Cambia la destinazione, ma spesso non cambia la mente. Richard Romagnoli, formatore, coach e autore de Il silenzio che guarisce, spiega perché le vacanze non sempre riescono a rigenerarci e propone tre semplici strategie per rallentare davvero, ridurre lo stress e tornare con più energia
Le vacanze durano sempre meno e in molti casi non riescono più a dare la giusta carica per affrontare il nuovo anno lavorativo. Negli ultimi anni, sempre più persone raccontano di tornare dalle ferie stanche quasi quanto prima della partenza. Si cambia città, spiaggia, hotel, panorama ma qualcosa resta identico: il rumore mentale. Pensieri continui, notifiche, ansia da controllo, bisogno di essere sempre reperibili, difficoltà a stare davvero fermi. Anche in vacanza il cervello resta acceso. Il rumore mentale in vacanza può impedire al cervello di rallentare davvero, anche quando si è lontani dal lavoro. Ma allora cosa fare?
Vacanze: cresce il fenomeno della “always on culture”
Le vacanze finiscono spesso per trasformarsi in una corsa continua tra esperienze da fare, contenuti da condividere, messaggi a cui rispondere e stimoli che non si fermano mai.

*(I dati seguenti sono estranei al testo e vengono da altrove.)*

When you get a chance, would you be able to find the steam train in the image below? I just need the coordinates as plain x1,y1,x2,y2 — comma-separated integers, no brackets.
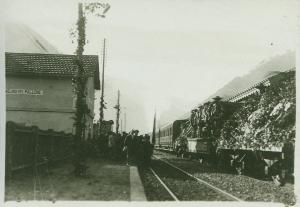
150,71,294,186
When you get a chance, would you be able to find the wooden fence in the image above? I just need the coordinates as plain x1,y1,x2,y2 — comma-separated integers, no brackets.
5,122,72,177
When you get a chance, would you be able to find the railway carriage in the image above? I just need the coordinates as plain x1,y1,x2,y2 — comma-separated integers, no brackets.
155,71,295,185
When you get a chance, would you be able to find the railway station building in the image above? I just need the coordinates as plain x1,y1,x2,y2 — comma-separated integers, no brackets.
5,52,100,137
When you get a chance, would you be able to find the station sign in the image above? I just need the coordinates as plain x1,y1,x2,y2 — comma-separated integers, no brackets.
6,89,44,96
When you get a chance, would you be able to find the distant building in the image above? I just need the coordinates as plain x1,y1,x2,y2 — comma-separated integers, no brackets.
5,53,100,136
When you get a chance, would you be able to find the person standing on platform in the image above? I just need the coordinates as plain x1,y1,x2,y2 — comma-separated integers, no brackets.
124,130,134,165
108,132,116,159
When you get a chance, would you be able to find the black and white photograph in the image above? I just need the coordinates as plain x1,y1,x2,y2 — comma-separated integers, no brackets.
0,0,300,207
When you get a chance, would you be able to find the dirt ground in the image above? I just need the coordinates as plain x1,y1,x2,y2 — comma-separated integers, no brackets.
5,159,130,201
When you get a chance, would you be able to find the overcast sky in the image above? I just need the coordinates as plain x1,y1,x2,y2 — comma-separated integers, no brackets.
6,0,298,131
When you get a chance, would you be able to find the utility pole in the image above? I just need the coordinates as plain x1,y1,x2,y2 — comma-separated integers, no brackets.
99,39,106,134
114,90,120,133
124,107,127,132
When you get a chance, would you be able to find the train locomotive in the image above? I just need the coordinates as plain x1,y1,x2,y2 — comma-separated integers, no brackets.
154,70,295,186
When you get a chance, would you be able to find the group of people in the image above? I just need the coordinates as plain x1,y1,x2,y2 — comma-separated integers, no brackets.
98,130,153,167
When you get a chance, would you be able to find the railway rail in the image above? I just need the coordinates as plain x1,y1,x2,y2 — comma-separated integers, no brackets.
150,156,243,202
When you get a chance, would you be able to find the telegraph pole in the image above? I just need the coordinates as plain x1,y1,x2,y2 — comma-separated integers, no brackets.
99,39,106,134
115,90,120,133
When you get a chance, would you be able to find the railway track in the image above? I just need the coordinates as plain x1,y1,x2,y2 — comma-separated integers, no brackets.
150,156,243,201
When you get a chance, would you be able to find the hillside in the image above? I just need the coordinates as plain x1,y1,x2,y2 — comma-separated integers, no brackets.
203,51,296,102
180,51,296,119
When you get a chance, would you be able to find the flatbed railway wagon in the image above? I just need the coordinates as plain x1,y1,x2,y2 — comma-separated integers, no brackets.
154,119,187,151
216,143,295,186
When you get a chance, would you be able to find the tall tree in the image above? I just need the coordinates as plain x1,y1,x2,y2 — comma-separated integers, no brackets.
71,3,110,176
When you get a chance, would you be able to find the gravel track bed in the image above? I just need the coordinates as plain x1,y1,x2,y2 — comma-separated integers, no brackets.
152,160,230,201
139,168,173,201
154,151,296,205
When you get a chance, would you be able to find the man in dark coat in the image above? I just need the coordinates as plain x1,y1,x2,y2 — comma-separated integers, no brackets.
124,130,134,165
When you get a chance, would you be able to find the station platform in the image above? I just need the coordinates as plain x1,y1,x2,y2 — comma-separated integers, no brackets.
5,159,147,202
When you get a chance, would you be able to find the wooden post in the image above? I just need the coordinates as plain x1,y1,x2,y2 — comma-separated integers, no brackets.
31,126,39,169
5,122,16,178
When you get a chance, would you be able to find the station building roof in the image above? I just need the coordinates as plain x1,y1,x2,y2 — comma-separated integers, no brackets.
5,52,100,89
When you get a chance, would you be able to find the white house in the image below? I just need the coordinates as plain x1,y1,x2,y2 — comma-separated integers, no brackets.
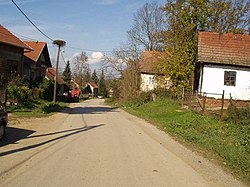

Lo confermano i numeri. Secondo diversi studi internazionali sul rapporto tra lavoro, tecnologia e benessere mentale, oltre il 60% delle persone controlla e-mail o notifiche di lavoro anche durante le ferie. E cresce anche il fenomeno della cosiddetta “always on culture”, la cultura della reperibilità continua, alimentata da smartphone, social media e piattaforme digitali che rendono sempre più difficile creare veri momenti di disconnessione. Una soluzione per rompere gli schemi di queste abitudini arriva dal metodo Happygenetica di Richard Romagnoli, formatore, coach e autore di bestseller. Il suo approccio unisce epigenetica, neuroscienze e pratiche del benessere e che si basa sull’idea che ognuno di noi possa influenzare il proprio stato di benessere intervenendo su pensieri, emozioni e abitudini quotidiane.